Chuck Zumbrun

Tales from Skunk Hill

Keeping it Green

It’s February, months since harvest, months to go until planting. Nothing to do [1] except sit by the fire and think. I’ve been re-reading Wendell Berry’s “Our Only Earth” and I was struck by the following passage enough to get out of my chair [2] and write it down.
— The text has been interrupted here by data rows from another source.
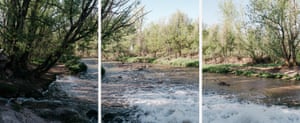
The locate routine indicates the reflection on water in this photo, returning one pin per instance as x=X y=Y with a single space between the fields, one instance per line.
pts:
x=250 y=100
x=156 y=94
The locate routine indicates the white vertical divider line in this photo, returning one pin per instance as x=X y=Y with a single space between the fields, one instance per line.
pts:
x=200 y=61
x=99 y=62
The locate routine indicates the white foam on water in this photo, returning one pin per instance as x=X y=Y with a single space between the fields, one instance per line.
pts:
x=219 y=109
x=166 y=105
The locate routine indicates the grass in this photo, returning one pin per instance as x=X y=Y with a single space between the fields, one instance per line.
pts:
x=180 y=62
x=264 y=65
x=140 y=59
x=223 y=68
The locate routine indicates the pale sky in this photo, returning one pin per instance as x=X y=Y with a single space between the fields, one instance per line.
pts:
x=165 y=8
x=211 y=14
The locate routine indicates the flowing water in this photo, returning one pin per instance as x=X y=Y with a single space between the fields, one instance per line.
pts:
x=153 y=94
x=69 y=99
x=250 y=100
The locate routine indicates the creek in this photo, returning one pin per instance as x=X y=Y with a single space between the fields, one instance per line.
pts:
x=69 y=99
x=249 y=100
x=147 y=93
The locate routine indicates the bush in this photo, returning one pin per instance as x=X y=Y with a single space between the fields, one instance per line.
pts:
x=217 y=69
x=140 y=59
x=181 y=62
x=102 y=71
x=77 y=67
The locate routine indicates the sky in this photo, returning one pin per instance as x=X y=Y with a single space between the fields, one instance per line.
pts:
x=211 y=14
x=160 y=9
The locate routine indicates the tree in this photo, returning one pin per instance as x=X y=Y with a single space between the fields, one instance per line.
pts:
x=228 y=30
x=280 y=19
x=117 y=15
x=178 y=25
x=42 y=30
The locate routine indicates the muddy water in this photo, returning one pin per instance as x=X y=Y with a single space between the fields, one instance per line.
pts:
x=250 y=100
x=155 y=94
x=69 y=99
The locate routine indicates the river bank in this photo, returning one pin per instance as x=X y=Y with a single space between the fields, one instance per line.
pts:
x=275 y=71
x=67 y=99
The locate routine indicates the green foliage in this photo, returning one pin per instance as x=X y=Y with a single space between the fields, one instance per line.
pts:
x=180 y=62
x=177 y=37
x=140 y=59
x=265 y=65
x=73 y=64
x=102 y=71
x=217 y=69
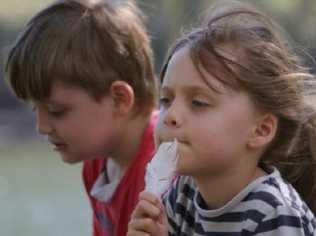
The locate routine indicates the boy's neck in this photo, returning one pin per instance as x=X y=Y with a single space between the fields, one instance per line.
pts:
x=217 y=192
x=130 y=141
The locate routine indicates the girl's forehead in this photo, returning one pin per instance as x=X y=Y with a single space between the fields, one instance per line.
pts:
x=182 y=71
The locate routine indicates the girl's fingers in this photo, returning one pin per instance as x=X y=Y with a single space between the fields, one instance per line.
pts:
x=148 y=197
x=144 y=225
x=145 y=208
x=136 y=233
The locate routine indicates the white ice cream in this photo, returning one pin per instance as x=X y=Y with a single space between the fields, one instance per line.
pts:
x=161 y=169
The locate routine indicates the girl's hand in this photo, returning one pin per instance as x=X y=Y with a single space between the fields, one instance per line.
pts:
x=148 y=217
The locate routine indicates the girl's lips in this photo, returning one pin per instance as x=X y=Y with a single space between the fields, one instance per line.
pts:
x=59 y=146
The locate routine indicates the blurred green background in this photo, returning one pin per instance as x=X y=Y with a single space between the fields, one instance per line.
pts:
x=40 y=195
The predominant agricultural science of the universities, the corporations, and the government is still almost unanimously promoting industrial agriculture despite the by now overwhelming evidence of its failure: soil erosion, salinization, aquifer depletion, nutrient depletion, dependence on on fossil fuels and toxic chemicals, pollution of streams and rivers, loss of genetic and ecological diversity, destruction of rural communities and the cultures of husbandry.

In the farming community we’ve been nearly united against something called the “Waters Of The United States” (WOTUS), a plan by the EPA to define what waterways may be regulated. We’re enraged by ‘government overreach’, we assert that no one knows better than the farmer how to protect the waters of the United States.

All the time ignoring algae blooms in Lake Erie caused, at least in large part, by runoff from farm fields. Ignore that Grand Lake St. Marys in Ohio was unfit even to touch, because of farm runoff.

Sign  posted on Grand Lake St. Marys
Sign posted on Grand Lake St. Marys

Ignore that there is a huge dead zone at the mouth of the Mississippi, caused by farm runoff. Ignore that the drinking water in Des Moines is unfit to drink almost half of the year because of nitrogen from farmer’s fields ending up in the river.

Just what I’m thinking about on a February night.

1. That’s a slight exaggeration.

2. And that takes a heap o’ motivation to get me out of my chair, I tell you what.